There are generally two ways to speed whole-genome comparisons: faster algorithms or faster hardware. But Synamatix, a bioinformatics startup based in Kuala Lumpur, Malaysia, says it has developed a new approach to this familiar problem that focuses instead on the database that stores the genomic sequence information.
This database, called SynaBase, sits at the hub of a suite of products that the company is developing to mine the data stored within it. Johan Poole-Johnson, global marketing manager, said the database relies on pattern-recognition technology that assigns “significance” to certain sequence patterns and then stores the relationships between these patterns. Because the database stores each of these patterns only once, in a hierarchical structure, multiple genomes can be added to the system. These genomes would occupy a much smaller amount of space in SynaBase than they would in relational databases or flat files, which retain redundant information for all the raw sequence data across entire genomes, he said.
In addition to the reduced storage requirements, Poole-Johnson said the approach improves upon traditional methods for comparative genomics, which focus on the frequency of certain patterns occurring, rather than their significance. Using the analogy of an English sentence to describe how SynaBase looks at the genetic code, Poole-Johnson said that traditional, similarity-based methods would extract terms like “the,” “an,” and “to,” “because they occur frequently in the language, but they don’t necessarily provide meaning.” SynaBase, by comparison, would be able to hone in on the nouns and verbs that get the speaker’s point across, he said.
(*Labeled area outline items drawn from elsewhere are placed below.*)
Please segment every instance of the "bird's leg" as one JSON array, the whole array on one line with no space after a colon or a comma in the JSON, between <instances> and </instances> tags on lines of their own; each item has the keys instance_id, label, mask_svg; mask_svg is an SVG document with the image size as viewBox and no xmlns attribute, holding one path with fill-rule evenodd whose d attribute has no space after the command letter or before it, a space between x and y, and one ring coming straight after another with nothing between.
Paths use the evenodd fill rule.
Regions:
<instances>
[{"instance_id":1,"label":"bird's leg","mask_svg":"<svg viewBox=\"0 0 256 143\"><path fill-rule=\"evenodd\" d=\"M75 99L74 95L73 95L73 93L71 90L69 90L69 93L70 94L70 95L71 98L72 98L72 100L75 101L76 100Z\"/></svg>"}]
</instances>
SynaBase works in concert with SynaSearch and SynaCompare, the company’s genome comparison and visualization tools, to quickly align long genome sequences, and even entire genomes. Synamatix said it has aligned two bacterial genomes in less than 24 seconds, and the human X and Y chromosomes in under 2.5 minutes. A self-comparison of the whole human genome that took 4.5 days to run on a single CPU with Mummer would take only 44 hours using SynaBase, according to the company.
Henk Heus, vice president of R&D at Gene-IT and an expert in comparative genomics, said that a new architecture for storing sequences “is a good idea — the result is performance and new science that is not achievable with traditional approaches.” However, Heus noted, from the information that the company has made public about its technology, it’s difficult to assess its accuracy, or how well it is able to “coax syntax and meaning out of the patterns.”
According to Poole-Johnson, one demonstration of the company’s technology that proves its pattern-recognition capabilities involves removing all the spaces between the words in a book, and then feeding the book into SynaBase. Once the database identifies the patterns and characters in the book, “we can output those words and their spaces as identical as they were before.”
The 15-person company was founded in 2001 by Robert Hercus, the inventor of the pattern-recognition technology that lies at the heart of SynaBase. Hercus has formed several other firms around the same core algorithms, but Synamatix is the first of these to commercialize its technology, Poole-Johnson said. Funded by “a combination of venture capital and angel funding,” Poole-Johnson said that the company has also received a $700,000 grant from the government of Malaysia to develop and commercialize its technology.
The company’s product suite will eventually contain at least six additional applications, including SynaMine for sequence analysis, SynaStruct for 2D structural information, and SynaPath for pathway data.